Sometimes, I will admit, I have moments where I regret the next prayer, because the consequences are not always pleasant. The flesh will certainly suffer while the Spirit grows. I asked God about a decade ago when I was a brand-new freshman in college that whatever it took, no matter how much it hurt, I wanted to follow him and be the person he created me to be. 10 years later, it’s taken a lot, and it’s hurt quite a bit, and it’s still hurting now. But it’s not a pain I would trade for a comfortable, Spirit-starved existence. I’ve lived for myself, chasing my own dreams, wanting my own way. The gentle, and sometimes not-so-gentle, breaking that God performs of a heart who truly seeks him is unmatched by any human experience. The cost to the flesh will be great, but the rewards in the Kingdom will be immeasurable. Growing up, I thought all I wanted out of my life was a comfortable, respectable existence. But, like Bilbo of the Shire, I am instead thrust into an adventurous existence, entirely dependent on God—just as I always should have been.

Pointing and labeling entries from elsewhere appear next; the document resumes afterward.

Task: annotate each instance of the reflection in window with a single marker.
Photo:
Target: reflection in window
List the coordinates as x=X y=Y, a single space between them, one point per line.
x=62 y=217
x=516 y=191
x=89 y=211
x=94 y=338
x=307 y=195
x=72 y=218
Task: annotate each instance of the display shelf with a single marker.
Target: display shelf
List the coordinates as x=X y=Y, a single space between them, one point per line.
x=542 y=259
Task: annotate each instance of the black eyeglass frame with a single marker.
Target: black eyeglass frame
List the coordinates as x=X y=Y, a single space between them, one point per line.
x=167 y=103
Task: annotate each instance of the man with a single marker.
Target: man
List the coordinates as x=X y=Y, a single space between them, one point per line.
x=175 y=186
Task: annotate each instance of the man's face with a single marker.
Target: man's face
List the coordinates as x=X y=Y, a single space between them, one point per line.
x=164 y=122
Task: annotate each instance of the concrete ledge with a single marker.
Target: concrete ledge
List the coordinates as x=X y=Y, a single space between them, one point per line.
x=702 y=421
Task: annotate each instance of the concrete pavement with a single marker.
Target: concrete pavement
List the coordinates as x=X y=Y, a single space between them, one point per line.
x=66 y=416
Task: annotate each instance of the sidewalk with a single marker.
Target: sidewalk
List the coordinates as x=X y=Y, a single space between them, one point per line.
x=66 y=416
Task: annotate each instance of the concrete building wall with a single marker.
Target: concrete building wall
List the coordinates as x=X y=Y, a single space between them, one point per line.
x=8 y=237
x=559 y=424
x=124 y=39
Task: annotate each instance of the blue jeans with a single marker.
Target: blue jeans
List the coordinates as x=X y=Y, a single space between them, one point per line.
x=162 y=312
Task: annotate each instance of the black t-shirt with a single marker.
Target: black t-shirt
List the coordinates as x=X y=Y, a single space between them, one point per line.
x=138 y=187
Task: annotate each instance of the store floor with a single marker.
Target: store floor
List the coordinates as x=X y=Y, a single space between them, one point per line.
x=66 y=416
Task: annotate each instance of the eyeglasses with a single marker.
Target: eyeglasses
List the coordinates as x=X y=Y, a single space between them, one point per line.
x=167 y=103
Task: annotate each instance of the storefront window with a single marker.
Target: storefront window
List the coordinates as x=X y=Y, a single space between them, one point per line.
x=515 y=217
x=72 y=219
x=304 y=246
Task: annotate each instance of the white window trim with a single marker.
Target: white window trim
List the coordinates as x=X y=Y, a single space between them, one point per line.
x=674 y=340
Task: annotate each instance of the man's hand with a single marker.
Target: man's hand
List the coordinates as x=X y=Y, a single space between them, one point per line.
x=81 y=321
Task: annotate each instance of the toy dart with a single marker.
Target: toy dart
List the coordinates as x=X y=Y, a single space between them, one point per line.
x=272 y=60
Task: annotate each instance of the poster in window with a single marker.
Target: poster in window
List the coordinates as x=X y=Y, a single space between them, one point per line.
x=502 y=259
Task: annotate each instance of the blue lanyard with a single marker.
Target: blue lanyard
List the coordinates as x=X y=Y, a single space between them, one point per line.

God doesn’t always give us what we want. God sometimes seems distant and uncaring. So, I’m writing this to remember that he is always ready to give what we really need—himself. To comfort the broken, to redeem the unjust, and to shift the perspective. And it’s really nice to pray for what we truly need when the answer is always, “Yes.” It’s really nice to receive a shift in understanding and perspective that can change everything about your process—whether you’re publishing a book or sleep-training an infant—even when the situation hasn’t changed at all. It’s really nice to pray to a God who is bigger than everything and shares what he can see with you.
On this rickety ride of publishing—putting my creation and my thoughts on a silver platter for others to judge and devour—I’m thankful that only God’s perspective truly matters, that wisdom is readily accessible, and that the desires of my heart can always be fulfilled.